I have made another attempt to fix this issue. In the off chance that styles.xml cannot be copied from a different Excel file; I have opened styles.xml from output.xlsx prior to book.save("output.xlsx"). After saving, I then get the styles.xml from before the save statement, and write it. Unfortunately, this has not changed anything and I am still getting a damaged Excel file. With this attempt, my test code looks like this:

import openpyxl
import zipfile

from openpyxl import load_workbook
amounts, indexValue, row = [1, 2, 3, 4, 5], 0, 2
book = load_workbook("output.xlsx")
sheet = book.active

for i, value in enumerate(amounts):
    sheet.cell(column=i+1, row=row, value=value)  
print ("Sheet updating complete.")

with zipfile.ZipFile('output.xlsx', 'r') as zgood:
    styles_xml = zgood.read('xl/styles.xml')

book.save("output.xlsx")

with zipfile.ZipFile('output.xlsx', 'a') as zbad:
    zbad.writestr('xl/styles.xml', styles_xml)

I have tried saving as a completely new Excel File, but still have the same issue.
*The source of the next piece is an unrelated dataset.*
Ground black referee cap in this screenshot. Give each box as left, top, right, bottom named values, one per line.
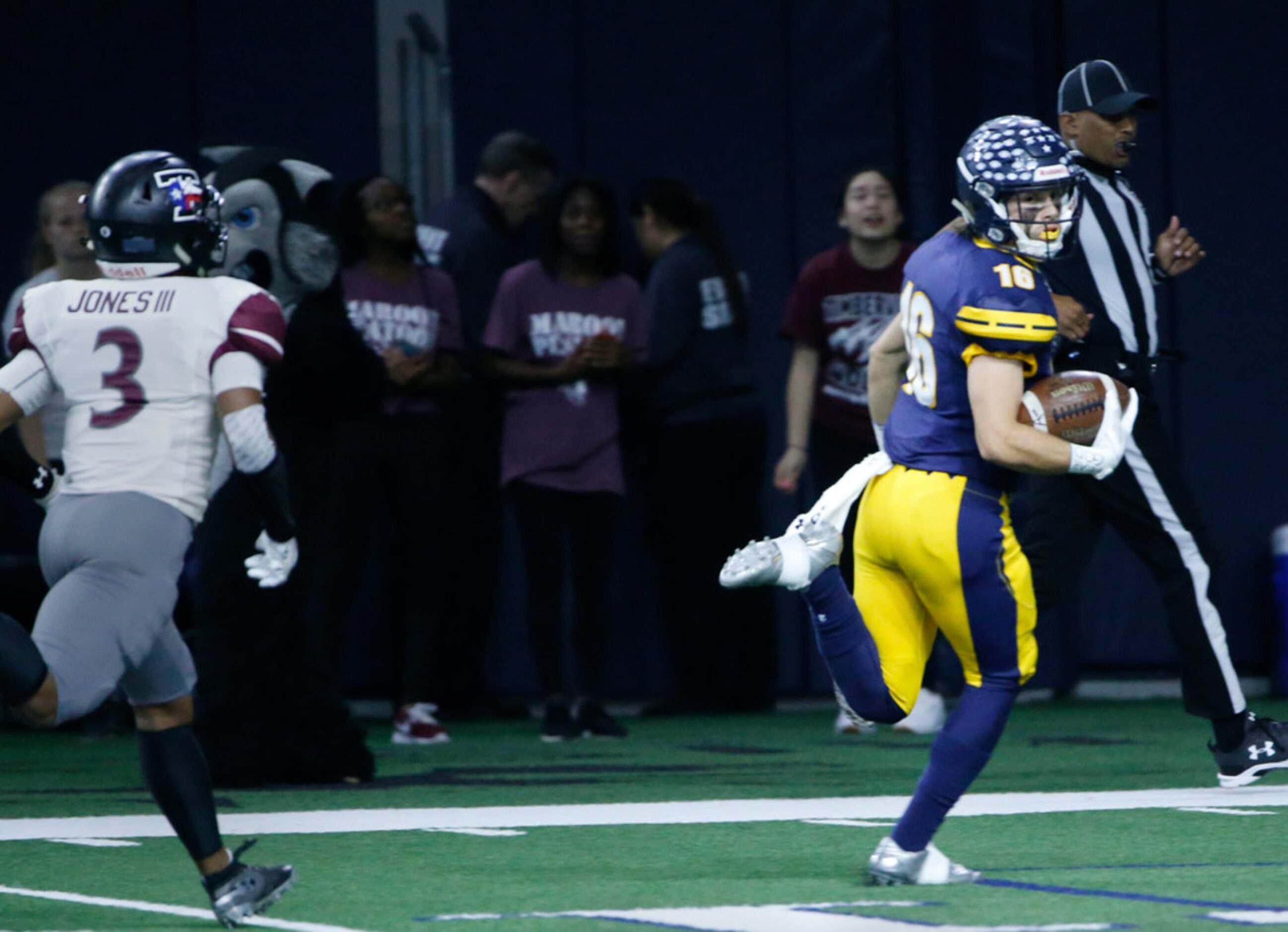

I tried using zip file to open from output.xlsx and writing to the newly saved file, but still no result.

import openpyxl
import zipfile
from openpyxl import load_workbook

amounts, indexValue, row, cell = [1, 2, 3, 4, 5], 0, 2, "A2"
book = load_workbook("output.xlsx")
sheet = book.active

while indexValue != 5:
    sheet[cell] = amounts[indexValue]
    indexValue += 1
    cell = chr(ord(cell[0]) + 1) + str(cell[1])
print ("Sheet updating complete.")

book.save("test.xlsx")

with zipfile.ZipFile('output.xlsx', 'r') as zgood:
    styles_xml = zgood.read('xl/styles.xml')
with zipfile.ZipFile('test.xlsx', 'a') as zbad:
    zbad.writestr('xl/styles.xml', styles_xml)
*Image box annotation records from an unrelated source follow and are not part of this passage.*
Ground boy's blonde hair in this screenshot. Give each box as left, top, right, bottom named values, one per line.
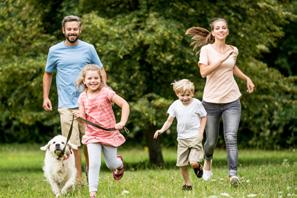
left=172, top=79, right=195, bottom=94
left=76, top=64, right=104, bottom=90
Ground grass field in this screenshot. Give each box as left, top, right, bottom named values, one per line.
left=0, top=145, right=297, bottom=198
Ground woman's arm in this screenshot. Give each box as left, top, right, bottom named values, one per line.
left=198, top=48, right=234, bottom=78
left=233, top=65, right=255, bottom=93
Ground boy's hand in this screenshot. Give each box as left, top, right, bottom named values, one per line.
left=154, top=130, right=162, bottom=139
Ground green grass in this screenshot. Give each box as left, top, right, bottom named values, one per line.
left=0, top=145, right=297, bottom=198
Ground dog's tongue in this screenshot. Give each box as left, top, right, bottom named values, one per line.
left=55, top=150, right=62, bottom=155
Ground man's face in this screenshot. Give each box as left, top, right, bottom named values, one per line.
left=62, top=21, right=81, bottom=44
Although I have already fixed this issue, it is worth noting that this problem only seems to occur when loading a workbook. I have created another program with spreadsheets that creates a workbook, rather than loading it. As a result of this, the spreadsheet does not saves damaged.


Solution

  • After confirming that the issue was with styles.xml, I identified that the issue was most likely with the style formatting of the written cells. By using styles from the openpyxl module, I have fixed the issue.
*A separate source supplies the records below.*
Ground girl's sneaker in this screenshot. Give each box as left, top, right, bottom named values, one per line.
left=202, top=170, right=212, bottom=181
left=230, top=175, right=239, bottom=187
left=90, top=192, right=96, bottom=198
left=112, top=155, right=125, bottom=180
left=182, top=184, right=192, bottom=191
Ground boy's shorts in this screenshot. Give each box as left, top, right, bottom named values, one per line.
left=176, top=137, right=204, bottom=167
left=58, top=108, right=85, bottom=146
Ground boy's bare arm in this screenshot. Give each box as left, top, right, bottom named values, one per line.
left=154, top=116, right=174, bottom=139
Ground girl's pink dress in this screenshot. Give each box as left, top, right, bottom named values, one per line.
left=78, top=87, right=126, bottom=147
    I declare a variable, fontStyle in this case, and set all the style settings:

    fontStyle = Font(name="Calibri", size=12, color=colors.BLACK)
    

    When writing amounts to each cell, I also set the style of these cells using fontStyle:

    sheet[cell].font = fontStyle
    

    The completed code, looks like this:

    import openpyxl
    from openpyxl import load_workbook
    from openpyxl.styles import colors
    from openpyxl.styles import Font, Color
    
    fontStyle = Font(name="Calibri", size=12, color=colors.BLACK)
    amounts, indexValue, cell = [1, 2, 3, 4, 5], 0, "A2"
    book = load_workbook("output.xlsx")
    sheet = book.active
    
    while indexValue != 5:
        sheet[cell] = amounts[indexValue]
        sheet[cell].font = fontStyle
        indexValue += 1
        cell = chr(ord(cell[0]) + 1) + str(cell[1])
    
    print ("Sheet updating complete.")
    book.save("output.xlsx")
    

    I believe this has worked because the writing method has no default style settings. This would explain why styles.xml was missing when using the Open XML SDK Productivity Tool. Upon checking this Excel file again after the fix, I can confirm that styles.xml is no longer missing.

    The file is no longer damaged upon being saved and can be opened normally again. Also, I am now able to execute this script to write to the Excel file again, without having to open and close to repair it.

    Note that I have also changed my loop from the original loop - as part of one of my attempts to fix the issue. This has not had an effect on the final outcome - it is all down to the styling of the cells written.

    This doesn't exactly answer the question of solving the issue specifically with zipfile but it does solve the problem.